The stats are enough to frighten anyone away from cloud storage, and they’re one of the reasons Pantas Sutardja, cofounder and ex-CTO at chipmaking giant Marvell, pursued a business focused on securing personal data. His San Jose startup — Latticework — emerged from stealth this summer, with 100 employees and an in-house hybrid cloud infrastructure dubbed LatticeNest. With $13 million in seed funding from Tyche Partners and individual strategic investors, the company is now gearing up to launch its first product: Amber, a smart storage platform with artificially intelligent features.

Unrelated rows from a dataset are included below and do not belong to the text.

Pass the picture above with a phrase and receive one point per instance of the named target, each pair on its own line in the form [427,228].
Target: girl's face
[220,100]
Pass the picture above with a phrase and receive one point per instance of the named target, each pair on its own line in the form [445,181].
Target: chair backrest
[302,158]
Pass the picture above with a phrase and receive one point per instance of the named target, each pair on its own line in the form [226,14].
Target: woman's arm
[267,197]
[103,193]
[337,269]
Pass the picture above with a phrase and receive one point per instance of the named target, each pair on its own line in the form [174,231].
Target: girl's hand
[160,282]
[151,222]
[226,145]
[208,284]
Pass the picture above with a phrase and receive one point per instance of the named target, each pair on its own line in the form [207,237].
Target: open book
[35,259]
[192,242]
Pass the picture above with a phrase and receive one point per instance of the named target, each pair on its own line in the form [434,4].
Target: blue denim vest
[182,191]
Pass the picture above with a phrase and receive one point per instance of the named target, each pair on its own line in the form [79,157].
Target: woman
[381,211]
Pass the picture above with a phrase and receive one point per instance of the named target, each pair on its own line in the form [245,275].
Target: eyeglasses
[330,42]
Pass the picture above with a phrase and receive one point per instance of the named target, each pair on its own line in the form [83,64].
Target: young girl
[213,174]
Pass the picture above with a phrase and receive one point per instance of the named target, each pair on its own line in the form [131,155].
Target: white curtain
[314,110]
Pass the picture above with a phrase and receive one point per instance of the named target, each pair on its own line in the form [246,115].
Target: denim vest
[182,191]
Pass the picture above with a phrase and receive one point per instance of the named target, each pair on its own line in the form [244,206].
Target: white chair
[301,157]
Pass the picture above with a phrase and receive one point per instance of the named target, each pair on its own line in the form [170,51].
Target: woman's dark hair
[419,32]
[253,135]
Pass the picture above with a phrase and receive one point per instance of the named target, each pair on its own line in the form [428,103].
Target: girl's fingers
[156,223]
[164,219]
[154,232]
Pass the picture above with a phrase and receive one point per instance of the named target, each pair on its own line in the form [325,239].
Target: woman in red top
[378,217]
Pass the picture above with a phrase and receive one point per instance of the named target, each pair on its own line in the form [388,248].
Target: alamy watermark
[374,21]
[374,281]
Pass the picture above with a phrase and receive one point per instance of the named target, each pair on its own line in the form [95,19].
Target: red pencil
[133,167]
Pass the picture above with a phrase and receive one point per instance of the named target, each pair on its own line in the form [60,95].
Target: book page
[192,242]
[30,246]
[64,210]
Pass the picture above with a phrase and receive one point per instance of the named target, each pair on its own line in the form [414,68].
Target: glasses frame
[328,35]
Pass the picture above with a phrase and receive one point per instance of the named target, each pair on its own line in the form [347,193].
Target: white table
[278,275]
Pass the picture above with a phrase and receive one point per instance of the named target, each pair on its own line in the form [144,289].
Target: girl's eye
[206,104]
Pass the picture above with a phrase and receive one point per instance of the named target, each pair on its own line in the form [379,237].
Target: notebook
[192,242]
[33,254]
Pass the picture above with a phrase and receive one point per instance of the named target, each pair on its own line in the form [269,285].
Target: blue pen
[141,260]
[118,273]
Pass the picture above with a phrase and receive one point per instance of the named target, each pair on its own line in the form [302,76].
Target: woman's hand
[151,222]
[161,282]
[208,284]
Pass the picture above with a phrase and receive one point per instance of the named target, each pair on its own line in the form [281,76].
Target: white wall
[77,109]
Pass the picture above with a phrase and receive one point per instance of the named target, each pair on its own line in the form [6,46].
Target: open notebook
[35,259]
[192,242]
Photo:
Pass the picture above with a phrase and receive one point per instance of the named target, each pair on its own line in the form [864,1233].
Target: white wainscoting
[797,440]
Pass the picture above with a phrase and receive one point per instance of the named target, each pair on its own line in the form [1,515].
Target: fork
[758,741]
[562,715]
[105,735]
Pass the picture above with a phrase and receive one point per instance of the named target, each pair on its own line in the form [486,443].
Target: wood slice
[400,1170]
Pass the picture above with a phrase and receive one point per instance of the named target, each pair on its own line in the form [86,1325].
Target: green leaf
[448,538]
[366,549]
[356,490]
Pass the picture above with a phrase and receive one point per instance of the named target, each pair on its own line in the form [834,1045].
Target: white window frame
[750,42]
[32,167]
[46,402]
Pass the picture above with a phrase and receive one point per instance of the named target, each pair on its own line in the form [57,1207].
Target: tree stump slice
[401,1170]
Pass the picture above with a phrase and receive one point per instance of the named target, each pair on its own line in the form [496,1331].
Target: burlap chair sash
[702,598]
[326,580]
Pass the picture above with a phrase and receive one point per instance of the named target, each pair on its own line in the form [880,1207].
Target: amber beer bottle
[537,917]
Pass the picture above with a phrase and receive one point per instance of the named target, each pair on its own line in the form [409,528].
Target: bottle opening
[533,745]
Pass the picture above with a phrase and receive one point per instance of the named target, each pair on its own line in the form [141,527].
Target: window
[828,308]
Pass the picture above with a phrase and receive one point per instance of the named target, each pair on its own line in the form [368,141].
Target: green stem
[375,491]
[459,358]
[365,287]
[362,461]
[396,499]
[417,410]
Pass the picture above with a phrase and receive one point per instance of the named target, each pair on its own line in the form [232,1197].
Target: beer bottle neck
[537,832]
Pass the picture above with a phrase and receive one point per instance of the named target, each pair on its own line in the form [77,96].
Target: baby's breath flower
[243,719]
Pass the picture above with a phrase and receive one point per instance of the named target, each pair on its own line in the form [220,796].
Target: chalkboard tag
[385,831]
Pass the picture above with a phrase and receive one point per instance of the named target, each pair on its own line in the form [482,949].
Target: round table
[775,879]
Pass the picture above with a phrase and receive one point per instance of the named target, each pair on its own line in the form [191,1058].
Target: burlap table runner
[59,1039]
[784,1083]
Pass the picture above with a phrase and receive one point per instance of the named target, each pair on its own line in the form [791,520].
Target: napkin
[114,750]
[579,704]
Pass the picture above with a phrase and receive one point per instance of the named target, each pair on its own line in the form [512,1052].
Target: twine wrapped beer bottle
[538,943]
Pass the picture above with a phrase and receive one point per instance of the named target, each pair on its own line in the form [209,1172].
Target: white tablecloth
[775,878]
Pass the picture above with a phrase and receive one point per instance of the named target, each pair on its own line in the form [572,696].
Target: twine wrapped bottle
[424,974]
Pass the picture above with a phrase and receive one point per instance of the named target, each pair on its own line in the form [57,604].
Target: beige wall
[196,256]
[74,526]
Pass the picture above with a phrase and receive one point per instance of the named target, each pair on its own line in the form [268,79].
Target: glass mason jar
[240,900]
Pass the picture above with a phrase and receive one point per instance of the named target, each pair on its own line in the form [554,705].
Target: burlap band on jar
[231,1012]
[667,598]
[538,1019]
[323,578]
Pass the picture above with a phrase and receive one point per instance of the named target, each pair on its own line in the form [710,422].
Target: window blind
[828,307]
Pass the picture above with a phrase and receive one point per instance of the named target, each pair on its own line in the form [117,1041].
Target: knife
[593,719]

“Every year, consumers are generating trillions of photos and 10 to 100 times more video data by phone,” Sutardja told VentureBeat in a phone interview. “They have a huge issue concerning how to store it securely for the long term. Frankly speaking, [cloud storage companies] are giving them free storage just so that they can do advertising, and while they only sell part of users’ data, they often leak … data that they didn’t intend to. We want to come in and solve this by unifying data across the cloud and personal devices.”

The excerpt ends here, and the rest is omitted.